Kapitel 30)

304 13 9
                                    


Ich wurde von einer sich öffnenden Tür geweckt. Die Sonne hatte ihren Weg noch nicht so hoch auf den Himmel geschafft, dass ich sie durch das Dachfenster hätte sehen können. Es herrschte Finsternis, selbst durch die offene Tür konnte ich kein Licht von draußen hereindringen sehen.
Ich richtete mich auf, versuchte zu erkennen, wer dort stand, wer meine Tür aufgemacht hatte. Es war zu früh. Es war viel zu früh.
Ich hatte noch nicht herausgefunden, wo Rahel war. Sobald die Benedicts mich hier herausholten, würden sie meine Schwester umbringen. Dann wäre es zu spät. Sie durften noch nicht hier sein.
Als das Licht anging und ich Dougs grinsendes Gesicht sehen konnte, war ich alles andere als enttäuscht.
"Aufstehen. Da will jemand mit dir sprechen."
Ich folgte der Aufforderung. Ich war voll angekleidet, selbst die flachen Turnschuhe, die man mir gegeben hatte, hatte ich über Nacht anbehalten. Doug registrierte es noch nicht einmal. Ich warf einen kurzen Blick auf das Tastenfeld. Die Tasten leuchteten bläulich. Ich kannte den Code. Ich könnte hier herauskommen. Es gab sowohl außen als auch innen einen Code, damit meine Besucher einen Weg hinaus fanden. Sie hatten sich darauf verlassen, dass ihr Gefangener nicht darauf kommen würde, was er war. Oder dass der Gefangene es sich nicht merken könnte.
146419572.
Vielleicht mochten meine Gefühle langsam wieder einen Weg in meinen Kopf finden, doch mein Gedächtnis ließ mich nie im Stich.
Doug führte mich in den Raum mit dem langen Tisch. Larsa stand verhüllt und stumm an einer Wand, ohne sich zu regen. Der alte Mann war nicht da, genauso wenig Mustaf oder Pjedro. Sergio hatte ein Handy in der Hand, doch er nutzte es nicht, sondern blickte mir entgegen.
"Benedict am Telefon." Sergio klang ruppig, seine Augen waren von dunklen Ringen untermalt.

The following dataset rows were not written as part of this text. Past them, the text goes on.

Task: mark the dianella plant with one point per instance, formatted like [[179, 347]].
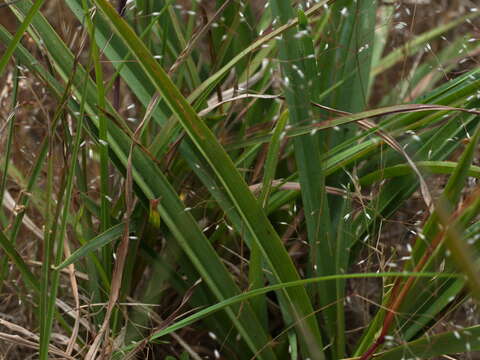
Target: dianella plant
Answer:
[[232, 179]]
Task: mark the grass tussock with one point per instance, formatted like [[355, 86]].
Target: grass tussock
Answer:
[[239, 180]]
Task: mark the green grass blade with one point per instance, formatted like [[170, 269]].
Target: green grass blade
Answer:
[[259, 226]]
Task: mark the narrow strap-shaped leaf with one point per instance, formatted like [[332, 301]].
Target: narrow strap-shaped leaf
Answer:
[[258, 224]]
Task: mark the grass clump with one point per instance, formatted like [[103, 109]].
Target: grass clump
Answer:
[[239, 180]]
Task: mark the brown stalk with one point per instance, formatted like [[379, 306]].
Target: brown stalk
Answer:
[[398, 299]]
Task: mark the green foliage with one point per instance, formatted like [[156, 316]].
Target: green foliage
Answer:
[[243, 199]]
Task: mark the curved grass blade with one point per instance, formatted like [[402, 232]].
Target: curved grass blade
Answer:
[[258, 225], [96, 243]]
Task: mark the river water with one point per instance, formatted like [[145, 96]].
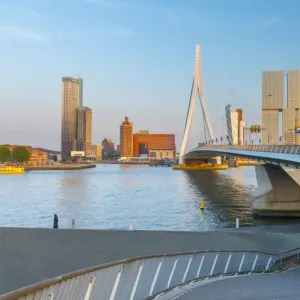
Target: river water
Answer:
[[115, 196]]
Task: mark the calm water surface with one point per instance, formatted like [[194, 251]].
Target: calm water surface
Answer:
[[115, 196]]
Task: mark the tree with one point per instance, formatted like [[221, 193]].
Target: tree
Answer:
[[4, 154], [74, 159], [21, 154]]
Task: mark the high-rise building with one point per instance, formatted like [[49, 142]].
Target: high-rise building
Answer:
[[235, 127], [273, 94], [70, 102], [153, 145], [293, 89], [108, 146], [242, 133], [270, 126], [126, 138], [291, 115], [97, 152], [84, 130], [272, 104]]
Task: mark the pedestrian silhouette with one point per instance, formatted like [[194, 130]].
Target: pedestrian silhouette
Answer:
[[55, 222]]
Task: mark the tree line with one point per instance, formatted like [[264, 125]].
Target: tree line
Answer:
[[19, 154]]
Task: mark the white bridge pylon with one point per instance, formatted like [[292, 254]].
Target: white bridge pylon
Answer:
[[197, 90]]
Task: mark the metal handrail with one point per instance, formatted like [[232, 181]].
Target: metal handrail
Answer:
[[62, 278], [49, 282]]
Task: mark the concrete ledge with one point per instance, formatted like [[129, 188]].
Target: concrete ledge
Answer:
[[30, 255]]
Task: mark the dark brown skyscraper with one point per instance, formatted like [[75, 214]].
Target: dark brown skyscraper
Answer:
[[84, 130], [126, 138], [70, 102]]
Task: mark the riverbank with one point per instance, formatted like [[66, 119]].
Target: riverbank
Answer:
[[115, 162], [62, 167], [51, 252]]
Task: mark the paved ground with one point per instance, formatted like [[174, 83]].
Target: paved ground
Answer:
[[250, 287], [31, 255]]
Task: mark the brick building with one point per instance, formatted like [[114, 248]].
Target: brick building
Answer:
[[154, 145]]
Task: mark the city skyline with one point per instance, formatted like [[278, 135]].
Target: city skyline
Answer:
[[121, 45]]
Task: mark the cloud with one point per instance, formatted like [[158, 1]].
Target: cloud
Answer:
[[30, 13], [268, 22], [106, 32], [19, 34], [103, 3]]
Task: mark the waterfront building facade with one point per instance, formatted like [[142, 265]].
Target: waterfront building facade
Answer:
[[146, 144], [126, 139], [84, 130], [70, 102]]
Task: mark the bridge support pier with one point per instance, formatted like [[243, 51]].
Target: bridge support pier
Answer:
[[279, 193]]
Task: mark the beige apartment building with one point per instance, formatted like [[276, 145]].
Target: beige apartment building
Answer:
[[97, 151], [70, 103], [272, 104], [126, 138], [273, 95], [84, 130]]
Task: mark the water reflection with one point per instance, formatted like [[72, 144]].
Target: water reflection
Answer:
[[227, 195], [115, 196]]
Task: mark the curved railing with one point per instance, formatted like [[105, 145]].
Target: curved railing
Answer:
[[144, 277]]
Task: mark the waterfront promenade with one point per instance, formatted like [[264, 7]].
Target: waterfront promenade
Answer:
[[57, 167], [29, 255]]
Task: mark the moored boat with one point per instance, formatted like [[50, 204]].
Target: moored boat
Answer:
[[7, 170]]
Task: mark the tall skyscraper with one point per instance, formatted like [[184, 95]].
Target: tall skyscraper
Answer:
[[70, 102], [235, 127], [84, 130], [273, 94], [126, 138], [272, 104], [291, 115]]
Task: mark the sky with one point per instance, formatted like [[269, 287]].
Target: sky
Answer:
[[136, 59]]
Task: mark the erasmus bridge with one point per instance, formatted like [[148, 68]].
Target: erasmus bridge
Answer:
[[278, 178], [52, 264]]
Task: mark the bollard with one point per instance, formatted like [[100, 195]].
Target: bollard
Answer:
[[55, 221], [202, 204], [237, 223]]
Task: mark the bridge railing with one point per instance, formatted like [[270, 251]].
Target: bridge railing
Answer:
[[144, 277], [285, 149]]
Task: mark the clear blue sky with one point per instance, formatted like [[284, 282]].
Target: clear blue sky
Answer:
[[136, 59]]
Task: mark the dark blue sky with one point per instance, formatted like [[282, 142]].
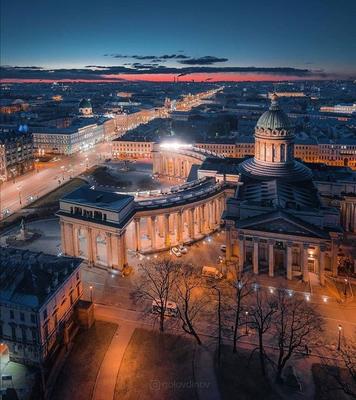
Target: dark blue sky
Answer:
[[313, 34]]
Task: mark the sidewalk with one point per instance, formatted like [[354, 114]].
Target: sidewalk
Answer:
[[106, 380], [204, 372]]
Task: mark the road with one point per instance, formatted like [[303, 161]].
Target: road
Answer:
[[16, 195]]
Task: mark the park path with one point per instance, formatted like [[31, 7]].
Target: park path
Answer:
[[106, 380], [204, 374]]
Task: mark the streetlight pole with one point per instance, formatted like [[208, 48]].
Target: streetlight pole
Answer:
[[246, 331], [19, 189], [345, 286], [339, 339], [91, 293]]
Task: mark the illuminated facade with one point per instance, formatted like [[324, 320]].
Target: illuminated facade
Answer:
[[37, 307], [16, 153], [67, 140]]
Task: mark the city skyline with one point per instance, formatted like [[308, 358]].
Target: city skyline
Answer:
[[199, 41]]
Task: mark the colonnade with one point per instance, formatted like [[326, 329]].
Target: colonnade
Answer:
[[173, 166], [295, 256], [178, 226], [95, 245], [348, 214]]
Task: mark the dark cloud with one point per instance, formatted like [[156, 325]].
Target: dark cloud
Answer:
[[206, 60], [98, 71], [161, 58]]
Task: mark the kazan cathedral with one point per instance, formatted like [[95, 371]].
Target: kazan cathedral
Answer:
[[282, 217], [276, 222]]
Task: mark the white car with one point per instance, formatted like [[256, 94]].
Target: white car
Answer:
[[176, 252], [182, 249], [223, 248], [211, 272]]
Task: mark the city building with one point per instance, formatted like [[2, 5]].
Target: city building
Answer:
[[38, 294], [127, 149], [16, 152], [85, 108], [81, 135], [340, 109], [276, 222]]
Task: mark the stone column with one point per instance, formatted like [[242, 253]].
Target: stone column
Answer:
[[206, 218], [63, 242], [199, 219], [228, 244], [270, 258], [167, 238], [334, 249], [191, 223], [255, 255], [149, 228], [123, 248], [305, 262], [241, 252], [179, 227], [90, 247], [153, 232], [137, 234], [108, 250], [322, 265], [289, 261]]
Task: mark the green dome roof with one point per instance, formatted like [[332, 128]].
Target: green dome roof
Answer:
[[274, 118], [84, 103]]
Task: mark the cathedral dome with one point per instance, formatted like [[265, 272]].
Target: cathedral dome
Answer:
[[84, 103], [274, 150], [274, 118]]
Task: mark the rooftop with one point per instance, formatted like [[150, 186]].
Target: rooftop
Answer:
[[98, 199], [30, 278]]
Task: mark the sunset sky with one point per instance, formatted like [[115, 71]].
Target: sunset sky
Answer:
[[159, 40]]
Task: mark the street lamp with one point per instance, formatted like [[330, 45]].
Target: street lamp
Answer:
[[339, 339], [19, 189], [345, 287], [246, 315]]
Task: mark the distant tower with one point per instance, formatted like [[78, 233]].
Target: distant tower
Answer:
[[85, 108]]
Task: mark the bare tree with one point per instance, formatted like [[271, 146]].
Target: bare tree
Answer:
[[191, 299], [263, 309], [242, 288], [157, 284], [342, 377], [297, 324]]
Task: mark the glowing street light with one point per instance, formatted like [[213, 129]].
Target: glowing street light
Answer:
[[19, 190], [246, 315], [345, 286], [339, 339]]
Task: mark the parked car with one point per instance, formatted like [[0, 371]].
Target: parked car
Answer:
[[170, 311], [211, 272], [176, 252], [182, 249], [6, 212], [223, 248]]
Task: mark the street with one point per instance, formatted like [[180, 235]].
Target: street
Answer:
[[16, 195]]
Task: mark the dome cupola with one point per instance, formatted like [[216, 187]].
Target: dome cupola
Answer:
[[274, 147]]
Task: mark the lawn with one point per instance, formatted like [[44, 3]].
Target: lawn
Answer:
[[325, 384], [156, 366], [237, 376], [52, 198], [77, 378]]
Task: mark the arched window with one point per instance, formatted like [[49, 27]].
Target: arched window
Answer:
[[283, 152]]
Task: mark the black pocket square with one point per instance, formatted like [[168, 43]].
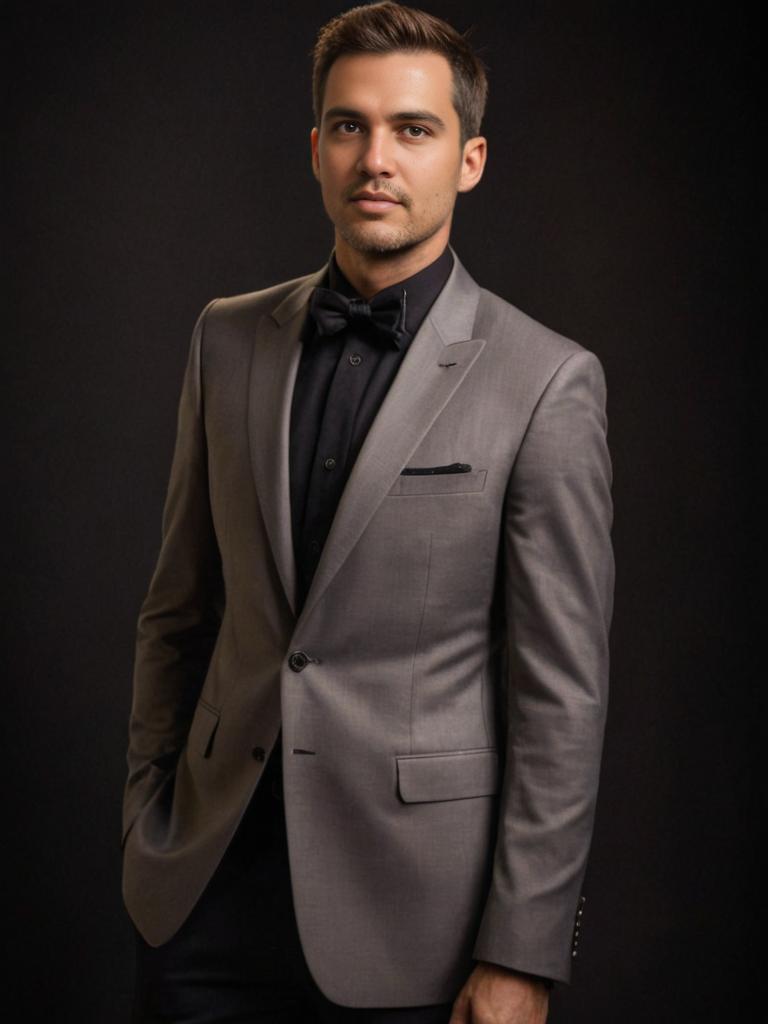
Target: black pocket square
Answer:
[[455, 467]]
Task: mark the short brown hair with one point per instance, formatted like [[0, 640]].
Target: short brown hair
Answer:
[[386, 28]]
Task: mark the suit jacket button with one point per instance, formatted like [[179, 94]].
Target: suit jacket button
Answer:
[[298, 660]]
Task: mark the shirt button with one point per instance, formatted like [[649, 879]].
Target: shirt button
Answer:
[[298, 660]]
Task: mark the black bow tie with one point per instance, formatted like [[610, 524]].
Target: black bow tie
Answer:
[[333, 311]]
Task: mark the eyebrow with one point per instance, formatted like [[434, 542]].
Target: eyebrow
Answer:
[[348, 112]]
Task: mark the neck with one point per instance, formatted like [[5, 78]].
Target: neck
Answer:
[[369, 273]]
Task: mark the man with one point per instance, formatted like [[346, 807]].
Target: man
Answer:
[[372, 666]]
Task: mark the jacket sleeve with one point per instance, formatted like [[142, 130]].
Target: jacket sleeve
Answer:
[[180, 616], [558, 589]]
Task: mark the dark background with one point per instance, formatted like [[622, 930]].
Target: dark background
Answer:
[[160, 158]]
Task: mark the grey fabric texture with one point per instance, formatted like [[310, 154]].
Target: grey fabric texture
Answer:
[[455, 690]]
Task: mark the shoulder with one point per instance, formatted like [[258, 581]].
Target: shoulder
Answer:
[[526, 354], [521, 335], [250, 306]]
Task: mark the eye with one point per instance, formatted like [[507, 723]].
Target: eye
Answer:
[[422, 132]]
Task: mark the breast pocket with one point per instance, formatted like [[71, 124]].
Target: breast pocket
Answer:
[[438, 482]]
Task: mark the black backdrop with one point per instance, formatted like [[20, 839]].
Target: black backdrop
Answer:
[[160, 158]]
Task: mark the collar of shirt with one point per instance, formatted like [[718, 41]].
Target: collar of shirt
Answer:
[[422, 289]]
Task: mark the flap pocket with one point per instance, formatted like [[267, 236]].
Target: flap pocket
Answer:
[[453, 775], [438, 483], [203, 729]]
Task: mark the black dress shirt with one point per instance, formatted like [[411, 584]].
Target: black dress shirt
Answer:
[[340, 384]]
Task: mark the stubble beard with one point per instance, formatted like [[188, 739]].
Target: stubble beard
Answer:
[[398, 240]]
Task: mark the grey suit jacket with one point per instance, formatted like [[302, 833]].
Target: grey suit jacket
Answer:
[[454, 685]]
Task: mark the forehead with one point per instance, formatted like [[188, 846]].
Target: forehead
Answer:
[[375, 83]]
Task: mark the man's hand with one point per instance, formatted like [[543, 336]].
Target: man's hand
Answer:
[[495, 994]]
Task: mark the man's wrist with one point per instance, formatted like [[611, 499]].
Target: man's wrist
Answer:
[[547, 982]]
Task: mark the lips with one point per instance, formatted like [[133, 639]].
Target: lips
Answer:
[[375, 202], [374, 198]]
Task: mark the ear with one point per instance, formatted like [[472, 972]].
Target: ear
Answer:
[[473, 163], [313, 139]]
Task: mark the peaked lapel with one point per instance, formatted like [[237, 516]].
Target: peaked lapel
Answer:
[[419, 392]]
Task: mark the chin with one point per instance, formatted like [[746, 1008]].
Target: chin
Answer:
[[377, 242]]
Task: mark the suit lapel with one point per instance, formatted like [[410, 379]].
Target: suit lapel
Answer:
[[419, 392]]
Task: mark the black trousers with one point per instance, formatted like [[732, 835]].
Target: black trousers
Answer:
[[238, 958]]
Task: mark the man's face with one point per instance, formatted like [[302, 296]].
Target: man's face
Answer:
[[389, 128]]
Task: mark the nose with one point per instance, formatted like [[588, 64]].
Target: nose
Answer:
[[377, 158]]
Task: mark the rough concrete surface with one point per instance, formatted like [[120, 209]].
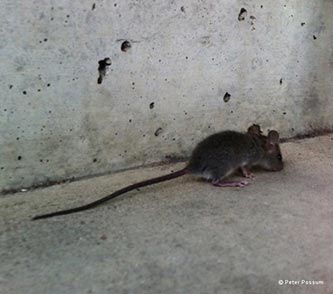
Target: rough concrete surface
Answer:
[[166, 92], [182, 236]]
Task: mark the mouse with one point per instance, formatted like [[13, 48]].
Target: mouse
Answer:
[[214, 159]]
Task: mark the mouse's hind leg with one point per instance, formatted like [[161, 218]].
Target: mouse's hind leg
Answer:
[[221, 183]]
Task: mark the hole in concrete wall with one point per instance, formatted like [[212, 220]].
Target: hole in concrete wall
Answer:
[[242, 14], [125, 46], [103, 67], [226, 97], [158, 132]]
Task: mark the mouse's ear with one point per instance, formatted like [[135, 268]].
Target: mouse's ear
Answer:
[[254, 130], [273, 137]]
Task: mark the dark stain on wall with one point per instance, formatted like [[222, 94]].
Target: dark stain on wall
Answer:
[[125, 46], [226, 97], [242, 14], [103, 67], [158, 132]]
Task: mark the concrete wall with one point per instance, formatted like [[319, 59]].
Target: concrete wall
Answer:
[[163, 94]]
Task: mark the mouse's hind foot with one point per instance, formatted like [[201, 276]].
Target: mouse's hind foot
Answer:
[[219, 183]]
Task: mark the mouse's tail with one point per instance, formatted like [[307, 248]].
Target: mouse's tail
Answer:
[[115, 194]]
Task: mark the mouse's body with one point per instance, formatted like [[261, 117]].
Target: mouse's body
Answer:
[[214, 159]]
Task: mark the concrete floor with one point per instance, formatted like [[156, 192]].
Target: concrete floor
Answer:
[[182, 236]]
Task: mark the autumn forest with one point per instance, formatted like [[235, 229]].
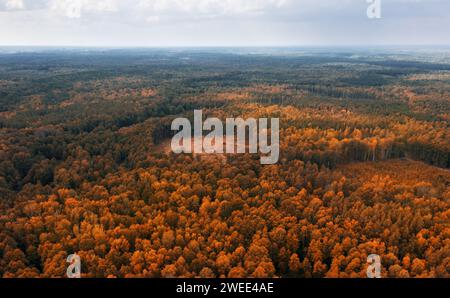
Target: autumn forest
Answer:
[[86, 165]]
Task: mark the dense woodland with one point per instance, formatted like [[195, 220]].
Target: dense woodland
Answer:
[[85, 165]]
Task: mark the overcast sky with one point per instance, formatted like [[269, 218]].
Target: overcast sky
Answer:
[[222, 22]]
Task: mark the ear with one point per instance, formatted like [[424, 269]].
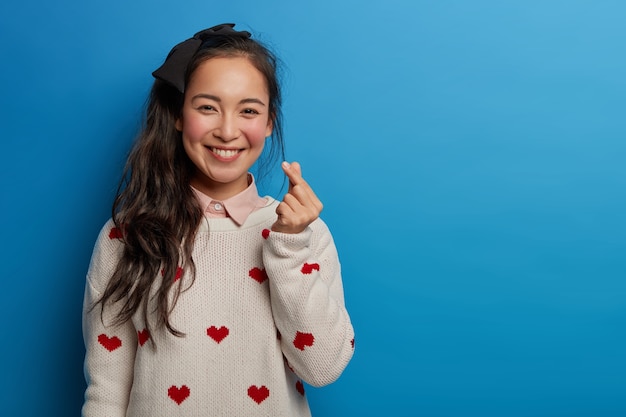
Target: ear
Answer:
[[179, 124]]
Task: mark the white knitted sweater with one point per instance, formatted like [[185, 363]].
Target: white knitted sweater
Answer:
[[265, 312]]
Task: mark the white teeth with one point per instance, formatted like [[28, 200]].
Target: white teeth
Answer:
[[225, 153]]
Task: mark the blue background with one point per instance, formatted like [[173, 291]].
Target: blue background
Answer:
[[470, 155]]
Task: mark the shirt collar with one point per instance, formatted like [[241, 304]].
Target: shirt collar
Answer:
[[237, 207]]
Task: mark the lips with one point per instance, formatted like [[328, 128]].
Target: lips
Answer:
[[225, 154]]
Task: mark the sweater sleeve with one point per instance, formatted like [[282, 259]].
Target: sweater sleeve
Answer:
[[306, 293], [110, 350]]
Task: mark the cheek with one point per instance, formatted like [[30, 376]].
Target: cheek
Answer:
[[255, 132], [193, 131]]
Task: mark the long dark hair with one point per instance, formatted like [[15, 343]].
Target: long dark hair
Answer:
[[155, 207]]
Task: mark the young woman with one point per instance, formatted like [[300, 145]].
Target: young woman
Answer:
[[202, 297]]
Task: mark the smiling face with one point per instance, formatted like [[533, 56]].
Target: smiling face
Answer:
[[224, 123]]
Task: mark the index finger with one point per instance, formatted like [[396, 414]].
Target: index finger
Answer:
[[293, 172]]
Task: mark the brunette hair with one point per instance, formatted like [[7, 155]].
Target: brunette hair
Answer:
[[155, 206]]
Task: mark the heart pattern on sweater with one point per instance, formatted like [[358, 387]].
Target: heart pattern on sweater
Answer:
[[258, 394], [109, 343], [178, 395], [258, 274], [309, 268], [143, 336], [303, 340], [300, 387], [217, 334]]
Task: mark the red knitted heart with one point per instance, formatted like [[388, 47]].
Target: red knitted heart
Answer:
[[143, 336], [258, 394], [115, 233], [308, 268], [303, 340], [109, 343], [258, 274], [178, 394], [300, 387], [217, 334]]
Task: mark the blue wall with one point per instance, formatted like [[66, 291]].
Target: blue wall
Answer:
[[470, 155]]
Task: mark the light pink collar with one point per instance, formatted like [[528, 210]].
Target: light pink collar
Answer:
[[237, 207]]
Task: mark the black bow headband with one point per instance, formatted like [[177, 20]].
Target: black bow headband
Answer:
[[173, 69]]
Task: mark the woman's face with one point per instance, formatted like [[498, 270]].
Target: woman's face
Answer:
[[224, 123]]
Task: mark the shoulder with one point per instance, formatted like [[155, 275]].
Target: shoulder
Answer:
[[105, 256]]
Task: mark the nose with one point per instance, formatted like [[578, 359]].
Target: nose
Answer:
[[228, 129]]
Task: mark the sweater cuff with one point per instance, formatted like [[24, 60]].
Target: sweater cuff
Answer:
[[284, 245]]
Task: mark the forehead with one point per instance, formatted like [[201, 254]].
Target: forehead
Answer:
[[230, 75]]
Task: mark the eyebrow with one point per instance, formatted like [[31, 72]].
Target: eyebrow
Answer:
[[219, 100]]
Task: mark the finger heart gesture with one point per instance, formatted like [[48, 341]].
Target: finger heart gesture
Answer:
[[300, 206]]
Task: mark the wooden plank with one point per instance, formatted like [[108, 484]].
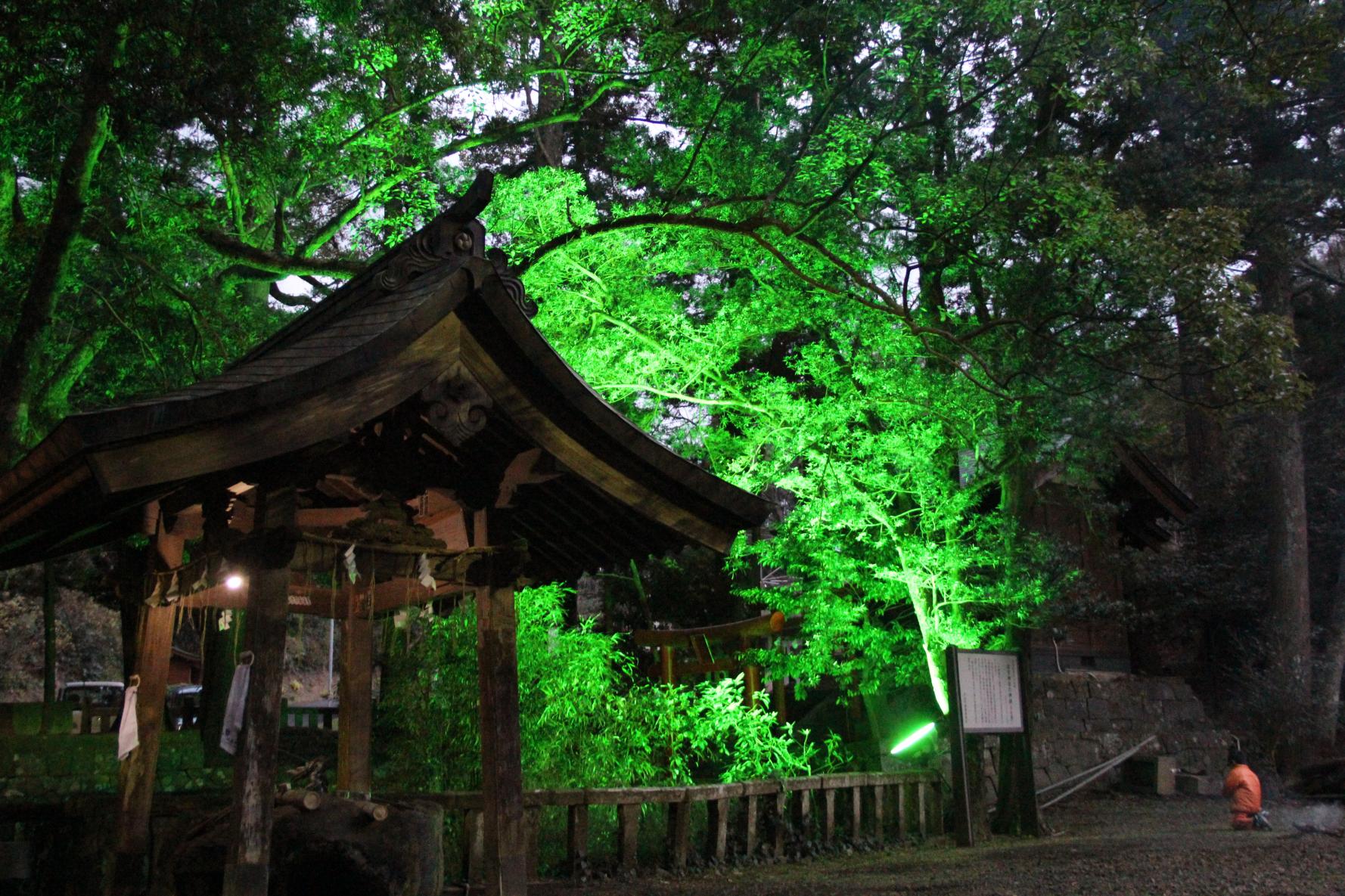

Sein Kinn war nicht rasiert, seine Haltung war gebückt und sein Gesicht eingefallen. Tatsächlich hatte ich nicht erwartet, dass ein Entführer sich so leicht von fehlendem Schlaf zermürben ließ.
Ich nahm das mir entgegengestreckte Handy entgegen.
"Tiger?"
Ich registrierte seine Stimme. Zwar war er zu weit weg, aber er telefonierte mit mir. Würde er mir etwas sagen wollen, etwas Wichtiges, Geheimes, wäre es über Crystal gelaufen. Ihm musste bewusst sein, dass wir abgehört wurden. Doch mit der Verbindung über Crystal konnte ich nichts anfangen, was Kraft anbelangt. Alles, was von ihm auf mich übertragen werden könnte, ging darüber verloren. Vielleicht rief er deshalb an.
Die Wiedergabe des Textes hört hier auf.